Another tenant of Mike Stromsoe is Compass, which also continues to be a strong supporter of Village News.

When we initially leased our space, Mike told us he had left the building vacant for a year, waiting for the right business for downtown. He wanted a business good for downtown and something he would be proud to have his 16-year-old to work in. Obviously not a sex shop disguised as a legitimate massage studio or any other dubious enterprise like others have leased to around Fallbrook and Bonsall.

Roy Moosa is another downtown landlord and owner of a share in the parking lot. He has invested in all his properties, like the Mission Theater, and refuses to rent or lease to businesses detrimental to downtown. He doesn't profit from the theater but operates it as a cornerstone to support downtown. He keeps his buildings well-painted and maintained, as does Mike Stromsoe. Both are willing to work with businesses that benefit downtown and are personally and financially invested. They prioritize downtown's interests, knowing it ultimately benefits their property values as well.
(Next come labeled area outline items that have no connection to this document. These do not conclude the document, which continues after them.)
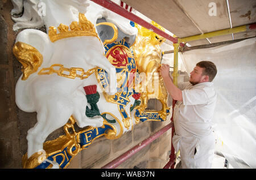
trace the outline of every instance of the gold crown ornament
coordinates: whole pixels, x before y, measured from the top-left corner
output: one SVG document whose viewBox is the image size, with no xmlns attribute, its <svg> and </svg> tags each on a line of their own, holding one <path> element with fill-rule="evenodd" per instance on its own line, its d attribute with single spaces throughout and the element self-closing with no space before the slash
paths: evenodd
<svg viewBox="0 0 256 180">
<path fill-rule="evenodd" d="M 79 13 L 79 22 L 72 22 L 69 25 L 69 28 L 70 30 L 68 29 L 68 25 L 61 23 L 57 28 L 60 33 L 57 33 L 57 29 L 55 27 L 49 27 L 48 35 L 51 41 L 53 42 L 64 38 L 76 36 L 94 36 L 98 38 L 100 41 L 93 24 L 86 19 L 83 14 Z"/>
</svg>

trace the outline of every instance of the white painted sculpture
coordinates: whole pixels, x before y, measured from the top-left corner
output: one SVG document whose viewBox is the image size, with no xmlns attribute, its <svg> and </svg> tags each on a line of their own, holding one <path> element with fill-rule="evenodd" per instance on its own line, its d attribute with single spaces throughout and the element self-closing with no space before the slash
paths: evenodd
<svg viewBox="0 0 256 180">
<path fill-rule="evenodd" d="M 13 0 L 14 4 L 15 2 L 16 1 Z M 39 30 L 27 29 L 20 32 L 16 40 L 16 42 L 22 42 L 22 44 L 19 44 L 20 49 L 24 47 L 26 49 L 28 45 L 35 48 L 34 50 L 37 50 L 43 57 L 42 65 L 38 66 L 37 70 L 23 78 L 26 80 L 22 80 L 22 76 L 20 76 L 16 85 L 16 103 L 19 108 L 26 112 L 37 112 L 38 122 L 29 130 L 27 137 L 28 158 L 43 149 L 43 143 L 48 135 L 63 126 L 71 115 L 76 120 L 77 125 L 80 127 L 86 126 L 100 127 L 103 122 L 103 118 L 101 116 L 88 118 L 85 114 L 86 106 L 90 106 L 90 105 L 87 103 L 83 87 L 97 84 L 97 81 L 93 74 L 81 80 L 79 76 L 71 79 L 58 75 L 57 73 L 39 75 L 38 72 L 43 68 L 49 69 L 54 64 L 62 65 L 64 68 L 69 70 L 71 67 L 82 68 L 84 72 L 96 67 L 101 67 L 105 70 L 112 78 L 110 79 L 110 91 L 109 94 L 113 95 L 116 91 L 115 68 L 105 57 L 104 46 L 98 37 L 88 35 L 57 39 L 55 36 L 57 37 L 57 40 L 55 41 L 49 38 L 51 32 L 48 32 L 49 28 L 53 26 L 57 28 L 61 23 L 68 26 L 73 22 L 77 22 L 76 24 L 80 24 L 79 12 L 80 12 L 85 13 L 85 17 L 93 24 L 94 27 L 98 19 L 104 18 L 107 22 L 114 23 L 125 34 L 136 35 L 138 31 L 130 25 L 129 20 L 89 1 L 24 1 L 27 4 L 33 4 L 32 2 L 34 3 L 34 6 L 38 6 L 40 2 L 46 5 L 45 16 L 40 16 L 38 14 L 37 16 L 42 18 L 38 20 L 42 20 L 46 25 L 49 36 Z M 31 8 L 33 7 L 30 7 Z M 24 13 L 26 11 L 25 9 Z M 19 11 L 20 11 L 20 9 L 17 8 L 13 10 L 12 13 Z M 33 13 L 35 13 L 35 11 L 33 11 Z M 26 15 L 29 16 L 27 14 Z M 26 22 L 23 23 L 22 24 L 20 21 L 19 25 L 14 25 L 14 29 L 16 30 L 19 27 L 28 28 L 30 23 Z M 37 23 L 41 24 L 42 22 Z M 32 24 L 30 25 L 35 27 Z M 59 31 L 60 29 L 57 30 L 57 34 Z M 68 31 L 71 31 L 70 28 Z M 55 36 L 52 36 L 52 37 Z M 19 48 L 19 44 L 17 45 L 16 48 Z M 28 50 L 25 51 L 27 53 Z M 52 68 L 56 67 L 60 68 L 59 66 Z M 69 72 L 70 71 L 67 73 Z M 101 89 L 97 90 L 100 94 L 98 106 L 101 112 L 109 112 L 122 119 L 120 113 L 117 113 L 117 105 L 107 102 Z M 134 101 L 134 100 L 131 100 L 125 107 L 127 112 L 130 113 L 130 105 Z M 120 125 L 118 122 L 114 125 L 117 126 L 118 135 L 121 133 Z M 130 130 L 131 128 L 131 127 Z"/>
</svg>

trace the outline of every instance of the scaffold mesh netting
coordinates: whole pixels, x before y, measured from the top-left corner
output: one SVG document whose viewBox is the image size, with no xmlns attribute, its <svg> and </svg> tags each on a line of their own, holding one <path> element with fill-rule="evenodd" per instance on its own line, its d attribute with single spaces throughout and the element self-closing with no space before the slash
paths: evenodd
<svg viewBox="0 0 256 180">
<path fill-rule="evenodd" d="M 180 54 L 188 74 L 201 61 L 217 66 L 213 127 L 234 168 L 256 168 L 256 38 Z"/>
</svg>

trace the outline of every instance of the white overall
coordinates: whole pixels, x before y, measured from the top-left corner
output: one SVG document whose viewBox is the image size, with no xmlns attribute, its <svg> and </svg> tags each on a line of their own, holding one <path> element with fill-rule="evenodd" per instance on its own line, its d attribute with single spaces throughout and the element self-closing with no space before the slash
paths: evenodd
<svg viewBox="0 0 256 180">
<path fill-rule="evenodd" d="M 213 84 L 186 82 L 179 88 L 183 102 L 177 101 L 174 107 L 172 141 L 176 152 L 180 151 L 182 168 L 211 168 L 215 146 L 211 123 L 216 102 Z"/>
</svg>

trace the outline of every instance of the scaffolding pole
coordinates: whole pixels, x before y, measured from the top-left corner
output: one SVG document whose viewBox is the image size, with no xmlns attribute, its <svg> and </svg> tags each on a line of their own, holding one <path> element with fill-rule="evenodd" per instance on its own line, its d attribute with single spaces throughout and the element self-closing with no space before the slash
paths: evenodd
<svg viewBox="0 0 256 180">
<path fill-rule="evenodd" d="M 117 14 L 119 14 L 119 15 L 126 19 L 128 19 L 134 22 L 134 23 L 137 23 L 138 24 L 143 26 L 143 27 L 153 31 L 156 34 L 167 38 L 167 40 L 170 40 L 174 43 L 177 43 L 178 42 L 178 39 L 177 37 L 174 37 L 169 35 L 167 33 L 161 31 L 156 27 L 147 22 L 142 18 L 137 16 L 135 14 L 128 11 L 125 8 L 123 8 L 121 6 L 119 6 L 118 5 L 117 5 L 114 2 L 111 1 L 110 0 L 90 0 L 90 1 L 114 12 L 117 13 Z"/>
</svg>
The parking lot issue before the Planning Group next week is significant for these seven landlords. As tenants of Mike Stromsoe, Village News has the right to use the large lot across the street, as do our customers. However, on days with events downtown or food handouts, finding space can be challenging, as the lot is often mistaken for public parking and there are yoga moms or Main Ave customers parked right in front of our building. So our customers, mostly seniors, can't park in front of our office (but we do love all the yoga moms and customers downtown!).

Currently, these seven property owners have a chance through the County's Revitalization Plan to change their century-old zoning, which limits their use to parking, horse stables, or dog kennels. The County supports this zoning change.

Yet, the Planning Group has rejected it, twice, fearing what the property owners might build and wanting assurance that we won't lose our valuable parking to low-income housing or an unsightly development.

This concern is understandable, but the Planning Group ultimately has the authority to approve or reject future proposals, and these invested property owners have long demonstrated their generosity and commitment to downtown for over 50 years.

Why not give them the opportunity they deserve for providing public parking at their own expense for decades? I believe we can trust that whatever they propose will include parking and likely something that further benefits downtown, given their investment.

If the Planning Group rejects their proposal next week, my business and customers will still have parking, but the lot could be closed to others, and I wouldn't blame the owners. Why should they bear the costs of maintenance, insurance, etc.? Especially if their historical generosity and concrete support for downtown aren't appreciated and acknowledged anyway?

I believe both the Planning Group and the property owners have Fallbrook's best interests at heart, and the most reasonable action now is to trust and collaborate with those who are genuinely invested.